#57
獣じみた唸り声。その中でも、自分の名前を呼ばれているということだけはわかる。いつの間にか疲労と集中のため下げていた視線を、前に向ける。
獣じみた前屈みの、肩が張り出した体勢。口が半開きになり、そこから涎が垂れ流されていた。眼も禍々しく充血し、唯一その剣山のような髪だけが名残りをのこしていた。
「刀耶」
呼びかけに、応えはない。さらに質問を続ける。
「鶫は、どうした?」
「殺した」
瞳孔が微かに開いたのを感じた。さらに答えを続ける。
「喰った」
カパリ、と口を開いた。歯と歯の間を糸のように、涎が引いた。
こいつも……実験。
映る世界が揺らぐような感覚。殺人鬼。人喰いの化け物。怖い。死にたくない。壊されたくない。逃げ出したい。だけど、それで終わるわけにはいかない。今のぼくには――
「あとはお前も喰って、おしまいだ」
ぼくで、刀耶に勝てるのか?
さっきはなんとなく勝つことが出来た。ぼくがロボットで相手が人間だったから。不意をつけたから。だけど今度は相手がロボットで、壊す気満々で、食べる気満々だ。ぼくはそんな風に出来てない。喧嘩さえ、したことない――
未由。
背中の未由をゆっくりと静かに、下ろした。振り返る前に、ぼくは未由の顔を確認した。愛しい愛しい、ぼくの愛するきみ。
結局ぼくは、機械だったけど。未由を好きだという気持ちだけは、信じたい。
「……いくよ、刀耶――」
既に刀耶はその腕を鋭いナイフに変え、切りかかってきていた。
まず、残った右肩をもっていかれた。
当然だった。それで、防いだのだから。そのあと、残った唯一の武器である左手のグーで殴りつけた。硬い感触だった。ひとを殴るってことがこんなに反動があるとは思わなかった。それで刀耶の顔は捻れて、吹っ飛んでいった。

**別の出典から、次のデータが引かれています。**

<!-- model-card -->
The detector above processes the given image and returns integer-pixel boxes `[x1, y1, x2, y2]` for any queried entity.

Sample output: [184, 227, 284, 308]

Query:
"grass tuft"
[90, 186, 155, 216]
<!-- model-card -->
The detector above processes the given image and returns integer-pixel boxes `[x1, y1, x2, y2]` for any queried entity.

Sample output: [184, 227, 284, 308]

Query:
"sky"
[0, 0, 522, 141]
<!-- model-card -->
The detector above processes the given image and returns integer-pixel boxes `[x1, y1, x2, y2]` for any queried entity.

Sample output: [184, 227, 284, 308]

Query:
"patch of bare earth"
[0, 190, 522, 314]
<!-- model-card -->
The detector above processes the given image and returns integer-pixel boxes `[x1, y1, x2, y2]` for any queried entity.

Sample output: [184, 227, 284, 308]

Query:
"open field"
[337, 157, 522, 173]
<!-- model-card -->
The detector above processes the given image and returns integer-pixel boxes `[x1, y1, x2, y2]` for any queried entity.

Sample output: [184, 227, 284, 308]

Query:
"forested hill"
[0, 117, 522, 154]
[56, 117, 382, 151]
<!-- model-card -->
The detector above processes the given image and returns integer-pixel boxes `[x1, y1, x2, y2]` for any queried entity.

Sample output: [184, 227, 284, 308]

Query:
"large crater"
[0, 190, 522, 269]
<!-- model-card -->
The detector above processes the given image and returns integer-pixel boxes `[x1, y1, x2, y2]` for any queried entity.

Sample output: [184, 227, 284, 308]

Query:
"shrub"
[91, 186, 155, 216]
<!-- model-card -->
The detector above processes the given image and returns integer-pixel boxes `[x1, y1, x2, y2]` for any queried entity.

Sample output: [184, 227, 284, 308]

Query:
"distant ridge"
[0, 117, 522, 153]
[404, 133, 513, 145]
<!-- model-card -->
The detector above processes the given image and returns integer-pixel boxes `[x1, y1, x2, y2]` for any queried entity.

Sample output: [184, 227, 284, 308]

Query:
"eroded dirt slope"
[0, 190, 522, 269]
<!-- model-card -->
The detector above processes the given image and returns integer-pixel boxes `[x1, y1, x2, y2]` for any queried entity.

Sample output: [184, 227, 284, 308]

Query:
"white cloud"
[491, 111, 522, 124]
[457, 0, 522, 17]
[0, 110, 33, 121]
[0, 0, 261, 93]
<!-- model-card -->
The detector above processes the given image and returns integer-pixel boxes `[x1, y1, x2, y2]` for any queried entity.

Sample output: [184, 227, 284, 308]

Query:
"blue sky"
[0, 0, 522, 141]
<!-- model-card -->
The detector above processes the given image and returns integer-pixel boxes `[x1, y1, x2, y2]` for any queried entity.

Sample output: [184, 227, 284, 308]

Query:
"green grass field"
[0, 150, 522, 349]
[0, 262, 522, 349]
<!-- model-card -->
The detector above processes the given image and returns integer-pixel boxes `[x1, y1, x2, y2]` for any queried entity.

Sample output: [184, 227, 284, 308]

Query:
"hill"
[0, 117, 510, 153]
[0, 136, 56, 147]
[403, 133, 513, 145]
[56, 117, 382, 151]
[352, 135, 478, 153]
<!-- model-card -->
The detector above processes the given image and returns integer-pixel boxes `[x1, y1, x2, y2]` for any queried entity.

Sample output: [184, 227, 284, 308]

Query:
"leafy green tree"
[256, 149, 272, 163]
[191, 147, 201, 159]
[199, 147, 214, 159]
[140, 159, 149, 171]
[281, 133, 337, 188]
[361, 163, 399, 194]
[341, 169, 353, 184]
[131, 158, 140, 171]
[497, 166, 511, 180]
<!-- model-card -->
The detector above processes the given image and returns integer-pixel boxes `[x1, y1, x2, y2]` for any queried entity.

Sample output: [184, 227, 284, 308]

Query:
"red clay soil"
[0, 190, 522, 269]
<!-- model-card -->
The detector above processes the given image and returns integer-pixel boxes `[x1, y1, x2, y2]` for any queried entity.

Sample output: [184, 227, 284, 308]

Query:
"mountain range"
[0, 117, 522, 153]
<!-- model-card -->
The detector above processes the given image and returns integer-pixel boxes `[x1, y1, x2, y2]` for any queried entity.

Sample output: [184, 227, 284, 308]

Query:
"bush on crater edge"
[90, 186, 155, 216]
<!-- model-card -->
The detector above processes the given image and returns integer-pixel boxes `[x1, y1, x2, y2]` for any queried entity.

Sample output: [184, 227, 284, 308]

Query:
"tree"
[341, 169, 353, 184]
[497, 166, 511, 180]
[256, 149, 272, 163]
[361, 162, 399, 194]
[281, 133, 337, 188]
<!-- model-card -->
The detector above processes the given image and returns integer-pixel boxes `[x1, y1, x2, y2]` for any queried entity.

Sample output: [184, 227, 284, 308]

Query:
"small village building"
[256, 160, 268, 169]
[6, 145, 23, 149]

そのあとのことは、よく憶えていない。もっと正確にいうなら、記憶回路に記録されていないというべきか。いや、虚しくなるからこれ以上はもうやめようか。
せめて、心だけは人のように振舞いたい。
「――カハッ!」
咳き込み、吐血。そう思うようにした。口から溢れたのが緑色だったことは、目を瞑ることにする。
顔を上げる。既に刀耶は、目の前だ。
右手の指先――ナイフが、掲げた左腕を貫く。
「こ……のォ!」
頭突き。もう体裁もなにもない。まともに当たりもしない。だけど鼻先は掠めた。それで、刀耶の鼻はひしゃげた。
「う、わあああああああッ!」
左腕をナイフが刺さったまま、振り回した。拳の指の部分が、刀耶の頬を打った。骨が砕ける感触。そのままラリアットのように腕を押しつけ、床の上に押し倒した。
馬乗りになった。
「わあ、わあ、わあ、わあっ!!」
振り下ろす。手の下の、肉が厚い部分で。何度も何度も何度も何度も。叩きつけた。
ぼくの、知り合いだったやつの顔に。
「ハー……ハー……ハー……ハー!」
呼吸が荒い。これは激しい運動をしたから酸素が足りなくなっているからだけじゃない。色々な想いに、脳が、オーバーヒー――いっぱいいっぱいに、なってるんだろう。
「……ちくしょう」
一言だけ、呟いた。現状に対する、悔しさを。
びくん、と刀耶の体が撥ねた。
「!?」
身構える。まだ、生きて――? だけど、どこか様子がおかしかった。
「ぐが、が……ご、ごぉ……」
馬乗りになられているぼくの下で、刀耶は仰向けで口をぱくぱくさせて、腹を蠕動させて、喉を痙攣させて、それはまるでこれから何かを吐き
「がぼぉ!」
腹が、裂けた。
「な――――」
とつぜんの事態に、ぼくは反射的に刀耶の体の上から飛びのいていた。三歩の距離をあけて着地し、様子を見る。刀耶の腹はまるで内側から爆発したかのような惨状だった。皮は消し飛び、肉は破裂し、肋骨がバックリと外に向け剥き出しになっていた。
そしてそこから、鶫が飛び出していた。
「……つぐ、み?」
「おばあちゃん、いない」
文字通り頭からバケツで――血を被った状態。それがドロドロと絶え間なく頭から髪から流れ伝い落ちている。その中で鶫は、目を閉じることすらなく口を半開きにして、周りをキョロキョロと見回している。